I began these pages for myself, in order to think out my own particular pattern of living, my own individual balance of life, work and human relationships. And since I think best with a pencil in my hand, I started naturally to write. I had the feeling, when the thoughts first clarified on paper, that my experience was very different from other people’s. (Are we all under this illusion?) My situation had, in certain ways, more freedom than that of most people, and in certain ways, much less.
Besides, I thought, not all women are searching for a new pattern of living, or want a contemplative corner of their own. Many women are content with their lives as they are. They manage amazingly well, far better than I, it seemed to me, looking at their lives from the outside. With envy and admiration, I observed the porcelain perfection of their smoothly ticking days. Perhaps they had no problems, or had found the answers long ago. No, I decided, these discussions would have value and interest only for myself.
But as I went on writing and simultaneously talking with other women, young annd old, with different lives and experiences – those who supported themselves, those who wished careers, those who were hard-working housewives and mothers, and those with more ease – I found that my point of view was not unique. In varying settings and under different forms, I discovered that many women, and men too, were grappling with essentially the same questions as I, and were hungry to discuss and argue and hammer out possible answers. Even those whose lives had appeared to be ticking imperturbably under their smiling clock-faces were often trying like me, to evolve another rhythm with more creative pauses in it, more adjustment to their individual needs, and new and more alive relationships to themselves as well as others.
And so gradually, these chapters, fed by conversations, arguments and revelations from men and women of all groups, became more than my individual story, until I decided in the end to give them back to the people who had shared and stimulated many of these thoughts. Here, then, with my warm feelings of gratitude and companionship for those working along the same lines, I return my gift from the sea.
I am at the beach for a week. Yay. Freaking. Me. It’s been fabulous and I haven’t even hit the beach yet.
The above is the introduction from the beautiful work, Gift From the Sea by Anne Morrow Lindbergh. I am reading this while I am at the beach. I hope to find some insight. It is so stunningly, beautifully, written. It is absolutely awe inspiring, the way she weaves words. Reading it in a hammock MUST be what she had in mind.
I’ll share more tomorrow. Not sure it will be excerpts from the text every day but some of it may be.
Now off to the beach.. to find my gift from the sea.

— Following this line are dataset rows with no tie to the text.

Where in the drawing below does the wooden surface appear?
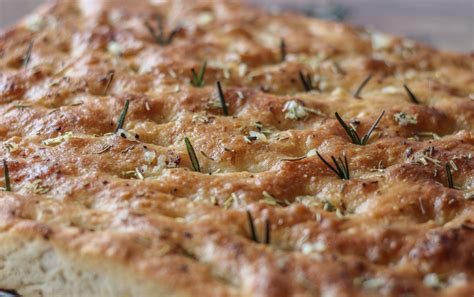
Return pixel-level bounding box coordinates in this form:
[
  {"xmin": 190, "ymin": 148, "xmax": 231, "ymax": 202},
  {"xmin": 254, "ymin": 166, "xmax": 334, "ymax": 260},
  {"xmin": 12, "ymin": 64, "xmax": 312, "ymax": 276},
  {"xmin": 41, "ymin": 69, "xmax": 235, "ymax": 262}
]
[{"xmin": 0, "ymin": 0, "xmax": 474, "ymax": 52}]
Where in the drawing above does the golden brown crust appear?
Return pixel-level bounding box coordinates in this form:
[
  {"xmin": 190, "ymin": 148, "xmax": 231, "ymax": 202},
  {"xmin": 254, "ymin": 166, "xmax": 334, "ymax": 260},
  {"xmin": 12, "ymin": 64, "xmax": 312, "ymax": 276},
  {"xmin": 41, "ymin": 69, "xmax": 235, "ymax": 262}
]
[{"xmin": 0, "ymin": 0, "xmax": 474, "ymax": 297}]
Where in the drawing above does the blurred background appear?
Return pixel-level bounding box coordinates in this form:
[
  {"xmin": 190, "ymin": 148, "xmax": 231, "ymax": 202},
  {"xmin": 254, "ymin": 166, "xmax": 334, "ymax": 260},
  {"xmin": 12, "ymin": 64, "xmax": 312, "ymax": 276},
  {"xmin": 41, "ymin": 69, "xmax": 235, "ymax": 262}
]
[{"xmin": 0, "ymin": 0, "xmax": 474, "ymax": 52}]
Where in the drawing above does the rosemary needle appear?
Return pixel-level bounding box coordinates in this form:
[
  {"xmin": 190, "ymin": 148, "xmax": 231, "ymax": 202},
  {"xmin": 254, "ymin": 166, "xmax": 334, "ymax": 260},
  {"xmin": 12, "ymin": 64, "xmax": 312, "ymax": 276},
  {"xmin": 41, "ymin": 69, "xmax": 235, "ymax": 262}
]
[
  {"xmin": 247, "ymin": 210, "xmax": 258, "ymax": 243},
  {"xmin": 3, "ymin": 159, "xmax": 12, "ymax": 192},
  {"xmin": 104, "ymin": 70, "xmax": 115, "ymax": 96},
  {"xmin": 191, "ymin": 61, "xmax": 207, "ymax": 88},
  {"xmin": 184, "ymin": 137, "xmax": 201, "ymax": 172},
  {"xmin": 22, "ymin": 41, "xmax": 33, "ymax": 68},
  {"xmin": 216, "ymin": 81, "xmax": 229, "ymax": 116},
  {"xmin": 444, "ymin": 163, "xmax": 454, "ymax": 189},
  {"xmin": 403, "ymin": 84, "xmax": 420, "ymax": 104},
  {"xmin": 280, "ymin": 38, "xmax": 286, "ymax": 63},
  {"xmin": 115, "ymin": 100, "xmax": 130, "ymax": 133},
  {"xmin": 246, "ymin": 210, "xmax": 271, "ymax": 244},
  {"xmin": 353, "ymin": 74, "xmax": 372, "ymax": 99},
  {"xmin": 263, "ymin": 218, "xmax": 271, "ymax": 244},
  {"xmin": 298, "ymin": 70, "xmax": 314, "ymax": 92}
]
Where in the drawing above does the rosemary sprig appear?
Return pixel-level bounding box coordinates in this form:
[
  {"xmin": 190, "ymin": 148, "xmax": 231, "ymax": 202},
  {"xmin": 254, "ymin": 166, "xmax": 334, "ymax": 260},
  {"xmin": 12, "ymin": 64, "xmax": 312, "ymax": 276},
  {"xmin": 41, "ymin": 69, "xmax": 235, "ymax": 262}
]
[
  {"xmin": 145, "ymin": 16, "xmax": 179, "ymax": 46},
  {"xmin": 335, "ymin": 111, "xmax": 385, "ymax": 145},
  {"xmin": 403, "ymin": 84, "xmax": 420, "ymax": 104},
  {"xmin": 299, "ymin": 70, "xmax": 315, "ymax": 92},
  {"xmin": 3, "ymin": 159, "xmax": 12, "ymax": 192},
  {"xmin": 115, "ymin": 100, "xmax": 130, "ymax": 133},
  {"xmin": 280, "ymin": 38, "xmax": 286, "ymax": 63},
  {"xmin": 246, "ymin": 210, "xmax": 271, "ymax": 244},
  {"xmin": 353, "ymin": 74, "xmax": 372, "ymax": 99},
  {"xmin": 444, "ymin": 163, "xmax": 454, "ymax": 189},
  {"xmin": 216, "ymin": 81, "xmax": 229, "ymax": 116},
  {"xmin": 21, "ymin": 41, "xmax": 33, "ymax": 68},
  {"xmin": 191, "ymin": 61, "xmax": 207, "ymax": 88},
  {"xmin": 316, "ymin": 151, "xmax": 350, "ymax": 180},
  {"xmin": 103, "ymin": 70, "xmax": 115, "ymax": 96},
  {"xmin": 184, "ymin": 137, "xmax": 201, "ymax": 172}
]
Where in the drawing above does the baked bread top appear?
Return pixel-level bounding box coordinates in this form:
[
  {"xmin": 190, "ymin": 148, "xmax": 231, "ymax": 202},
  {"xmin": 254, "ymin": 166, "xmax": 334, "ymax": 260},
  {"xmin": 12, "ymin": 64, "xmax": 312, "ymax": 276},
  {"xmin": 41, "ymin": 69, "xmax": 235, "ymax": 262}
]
[{"xmin": 0, "ymin": 0, "xmax": 474, "ymax": 297}]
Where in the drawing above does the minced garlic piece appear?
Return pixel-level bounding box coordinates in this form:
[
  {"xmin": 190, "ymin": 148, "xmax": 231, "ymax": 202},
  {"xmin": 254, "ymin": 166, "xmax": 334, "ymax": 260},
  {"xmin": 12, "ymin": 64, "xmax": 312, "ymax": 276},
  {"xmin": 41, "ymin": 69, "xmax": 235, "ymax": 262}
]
[
  {"xmin": 42, "ymin": 132, "xmax": 73, "ymax": 145},
  {"xmin": 283, "ymin": 100, "xmax": 308, "ymax": 120},
  {"xmin": 107, "ymin": 41, "xmax": 123, "ymax": 56},
  {"xmin": 393, "ymin": 112, "xmax": 418, "ymax": 126},
  {"xmin": 25, "ymin": 15, "xmax": 44, "ymax": 32}
]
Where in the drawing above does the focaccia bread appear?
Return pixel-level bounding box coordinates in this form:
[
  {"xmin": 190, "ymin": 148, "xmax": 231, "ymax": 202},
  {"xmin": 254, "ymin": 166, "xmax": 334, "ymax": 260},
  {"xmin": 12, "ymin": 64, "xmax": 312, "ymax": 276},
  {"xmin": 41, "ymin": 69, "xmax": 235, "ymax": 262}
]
[{"xmin": 0, "ymin": 0, "xmax": 474, "ymax": 297}]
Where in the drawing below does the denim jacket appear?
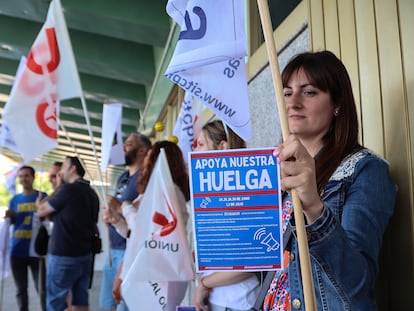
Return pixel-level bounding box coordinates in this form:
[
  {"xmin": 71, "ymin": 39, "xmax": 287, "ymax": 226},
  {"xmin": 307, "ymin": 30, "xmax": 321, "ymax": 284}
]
[{"xmin": 289, "ymin": 149, "xmax": 397, "ymax": 311}]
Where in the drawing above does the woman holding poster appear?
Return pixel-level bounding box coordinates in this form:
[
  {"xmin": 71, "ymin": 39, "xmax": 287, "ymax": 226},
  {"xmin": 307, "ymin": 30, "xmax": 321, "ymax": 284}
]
[
  {"xmin": 193, "ymin": 120, "xmax": 260, "ymax": 311},
  {"xmin": 263, "ymin": 51, "xmax": 396, "ymax": 311}
]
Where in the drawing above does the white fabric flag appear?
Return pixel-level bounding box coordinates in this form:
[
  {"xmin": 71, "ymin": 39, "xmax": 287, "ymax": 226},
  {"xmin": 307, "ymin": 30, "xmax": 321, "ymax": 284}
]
[
  {"xmin": 173, "ymin": 92, "xmax": 202, "ymax": 163},
  {"xmin": 121, "ymin": 280, "xmax": 168, "ymax": 311},
  {"xmin": 0, "ymin": 122, "xmax": 20, "ymax": 153},
  {"xmin": 165, "ymin": 0, "xmax": 252, "ymax": 140},
  {"xmin": 0, "ymin": 56, "xmax": 26, "ymax": 153},
  {"xmin": 0, "ymin": 218, "xmax": 12, "ymax": 281},
  {"xmin": 121, "ymin": 149, "xmax": 194, "ymax": 310},
  {"xmin": 101, "ymin": 104, "xmax": 125, "ymax": 172},
  {"xmin": 3, "ymin": 0, "xmax": 82, "ymax": 162}
]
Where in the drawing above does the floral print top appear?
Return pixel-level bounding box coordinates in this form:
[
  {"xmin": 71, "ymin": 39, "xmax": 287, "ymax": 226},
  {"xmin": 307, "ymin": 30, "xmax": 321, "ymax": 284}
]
[{"xmin": 263, "ymin": 194, "xmax": 293, "ymax": 311}]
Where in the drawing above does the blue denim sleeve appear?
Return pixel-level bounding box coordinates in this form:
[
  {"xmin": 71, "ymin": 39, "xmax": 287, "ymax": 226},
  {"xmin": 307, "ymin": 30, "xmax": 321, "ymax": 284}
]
[{"xmin": 306, "ymin": 155, "xmax": 396, "ymax": 296}]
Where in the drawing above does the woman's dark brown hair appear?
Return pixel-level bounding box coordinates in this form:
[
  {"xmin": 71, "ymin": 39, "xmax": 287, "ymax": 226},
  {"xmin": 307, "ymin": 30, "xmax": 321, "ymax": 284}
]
[
  {"xmin": 202, "ymin": 120, "xmax": 246, "ymax": 149},
  {"xmin": 138, "ymin": 140, "xmax": 190, "ymax": 201},
  {"xmin": 282, "ymin": 51, "xmax": 362, "ymax": 193}
]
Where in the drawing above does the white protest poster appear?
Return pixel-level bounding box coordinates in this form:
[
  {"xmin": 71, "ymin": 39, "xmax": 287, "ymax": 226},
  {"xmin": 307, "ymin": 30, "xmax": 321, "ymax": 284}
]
[
  {"xmin": 189, "ymin": 148, "xmax": 283, "ymax": 272},
  {"xmin": 173, "ymin": 92, "xmax": 202, "ymax": 163}
]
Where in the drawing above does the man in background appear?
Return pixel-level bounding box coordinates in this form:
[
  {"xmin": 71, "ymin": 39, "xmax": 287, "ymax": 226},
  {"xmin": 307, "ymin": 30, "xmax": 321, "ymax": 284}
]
[
  {"xmin": 6, "ymin": 166, "xmax": 47, "ymax": 311},
  {"xmin": 36, "ymin": 157, "xmax": 99, "ymax": 311},
  {"xmin": 49, "ymin": 161, "xmax": 62, "ymax": 190},
  {"xmin": 99, "ymin": 133, "xmax": 151, "ymax": 311}
]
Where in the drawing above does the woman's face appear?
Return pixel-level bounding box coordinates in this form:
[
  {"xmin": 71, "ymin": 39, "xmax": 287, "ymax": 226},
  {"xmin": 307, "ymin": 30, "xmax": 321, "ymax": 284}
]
[
  {"xmin": 195, "ymin": 130, "xmax": 217, "ymax": 151},
  {"xmin": 283, "ymin": 70, "xmax": 335, "ymax": 142}
]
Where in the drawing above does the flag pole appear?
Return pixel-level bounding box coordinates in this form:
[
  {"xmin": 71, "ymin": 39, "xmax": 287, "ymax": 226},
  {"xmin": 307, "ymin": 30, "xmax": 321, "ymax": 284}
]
[{"xmin": 257, "ymin": 0, "xmax": 317, "ymax": 311}]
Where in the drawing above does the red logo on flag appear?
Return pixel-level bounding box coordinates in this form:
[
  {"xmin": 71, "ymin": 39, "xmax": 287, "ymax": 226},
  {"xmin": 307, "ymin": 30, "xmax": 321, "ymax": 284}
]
[{"xmin": 152, "ymin": 197, "xmax": 177, "ymax": 236}]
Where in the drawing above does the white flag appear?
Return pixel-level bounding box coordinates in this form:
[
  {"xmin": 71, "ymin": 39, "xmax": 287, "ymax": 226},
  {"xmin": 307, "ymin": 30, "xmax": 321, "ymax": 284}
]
[
  {"xmin": 3, "ymin": 0, "xmax": 82, "ymax": 162},
  {"xmin": 0, "ymin": 122, "xmax": 20, "ymax": 153},
  {"xmin": 101, "ymin": 104, "xmax": 125, "ymax": 172},
  {"xmin": 165, "ymin": 0, "xmax": 252, "ymax": 140},
  {"xmin": 121, "ymin": 279, "xmax": 168, "ymax": 311},
  {"xmin": 121, "ymin": 149, "xmax": 194, "ymax": 310},
  {"xmin": 174, "ymin": 92, "xmax": 202, "ymax": 163},
  {"xmin": 0, "ymin": 56, "xmax": 26, "ymax": 153}
]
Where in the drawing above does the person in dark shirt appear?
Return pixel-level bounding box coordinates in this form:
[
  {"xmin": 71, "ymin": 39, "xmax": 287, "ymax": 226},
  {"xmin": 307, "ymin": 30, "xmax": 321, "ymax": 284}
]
[
  {"xmin": 6, "ymin": 166, "xmax": 47, "ymax": 311},
  {"xmin": 99, "ymin": 133, "xmax": 151, "ymax": 311},
  {"xmin": 36, "ymin": 157, "xmax": 99, "ymax": 311}
]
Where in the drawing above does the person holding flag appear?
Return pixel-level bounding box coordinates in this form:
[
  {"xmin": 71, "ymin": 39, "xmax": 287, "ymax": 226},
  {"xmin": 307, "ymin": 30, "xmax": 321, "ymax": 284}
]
[
  {"xmin": 99, "ymin": 132, "xmax": 151, "ymax": 311},
  {"xmin": 263, "ymin": 51, "xmax": 397, "ymax": 311},
  {"xmin": 6, "ymin": 166, "xmax": 47, "ymax": 311},
  {"xmin": 104, "ymin": 141, "xmax": 192, "ymax": 311},
  {"xmin": 193, "ymin": 120, "xmax": 259, "ymax": 311}
]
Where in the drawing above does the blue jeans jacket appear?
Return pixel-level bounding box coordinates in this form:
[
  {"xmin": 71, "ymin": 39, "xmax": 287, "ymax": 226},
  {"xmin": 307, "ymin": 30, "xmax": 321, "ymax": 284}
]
[{"xmin": 289, "ymin": 149, "xmax": 397, "ymax": 311}]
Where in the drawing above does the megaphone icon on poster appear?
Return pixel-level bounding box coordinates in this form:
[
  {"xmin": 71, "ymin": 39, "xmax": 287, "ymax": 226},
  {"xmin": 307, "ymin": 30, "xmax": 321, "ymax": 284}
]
[{"xmin": 253, "ymin": 228, "xmax": 280, "ymax": 252}]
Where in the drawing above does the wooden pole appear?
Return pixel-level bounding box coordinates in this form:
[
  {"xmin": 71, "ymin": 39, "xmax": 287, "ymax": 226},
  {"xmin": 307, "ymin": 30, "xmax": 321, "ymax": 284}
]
[{"xmin": 257, "ymin": 0, "xmax": 317, "ymax": 311}]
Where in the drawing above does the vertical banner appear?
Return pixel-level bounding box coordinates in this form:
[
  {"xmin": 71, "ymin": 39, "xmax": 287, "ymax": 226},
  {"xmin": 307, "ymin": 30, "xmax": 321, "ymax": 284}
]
[
  {"xmin": 189, "ymin": 148, "xmax": 283, "ymax": 272},
  {"xmin": 173, "ymin": 92, "xmax": 202, "ymax": 163},
  {"xmin": 165, "ymin": 0, "xmax": 252, "ymax": 140},
  {"xmin": 101, "ymin": 103, "xmax": 125, "ymax": 172}
]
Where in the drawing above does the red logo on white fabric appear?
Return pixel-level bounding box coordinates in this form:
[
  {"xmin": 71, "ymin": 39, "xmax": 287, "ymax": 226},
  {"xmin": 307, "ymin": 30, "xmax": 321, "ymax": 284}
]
[{"xmin": 152, "ymin": 197, "xmax": 177, "ymax": 236}]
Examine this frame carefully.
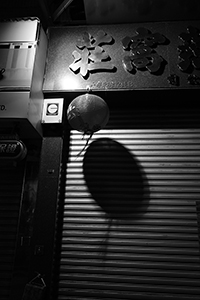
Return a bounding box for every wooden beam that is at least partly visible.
[53,0,73,21]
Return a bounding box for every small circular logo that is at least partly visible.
[47,103,58,116]
[0,105,6,111]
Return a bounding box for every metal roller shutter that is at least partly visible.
[58,110,200,300]
[0,165,24,300]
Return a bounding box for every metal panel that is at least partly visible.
[58,109,200,300]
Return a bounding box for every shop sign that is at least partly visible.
[0,140,27,160]
[44,21,200,91]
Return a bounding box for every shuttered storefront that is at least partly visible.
[0,164,24,300]
[58,109,200,300]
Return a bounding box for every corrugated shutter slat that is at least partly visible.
[58,111,200,300]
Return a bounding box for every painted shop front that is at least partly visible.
[0,21,200,300]
[40,22,200,299]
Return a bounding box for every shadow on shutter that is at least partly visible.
[58,109,200,300]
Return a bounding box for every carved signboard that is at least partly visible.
[43,21,200,92]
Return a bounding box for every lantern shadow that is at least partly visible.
[83,138,149,219]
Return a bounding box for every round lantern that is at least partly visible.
[67,94,109,135]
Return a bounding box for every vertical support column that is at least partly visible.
[30,137,63,299]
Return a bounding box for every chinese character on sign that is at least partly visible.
[122,28,166,73]
[69,30,115,79]
[178,26,200,72]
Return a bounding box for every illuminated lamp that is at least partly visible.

Anne Morrow Lindbergh (born Anne Spencer Morrow; June 22, 1906 – February 7, 2001) was an American author, aviator, and the spouse of fellow aviator Charles Lindbergh. She was an acclaimed author whose books and articles spanned the genres of poetry to non-fiction, touching upon topics as diverse as youth and age; love and marriage; peace, solitude and contentment, as well as the role of women in the 20th century.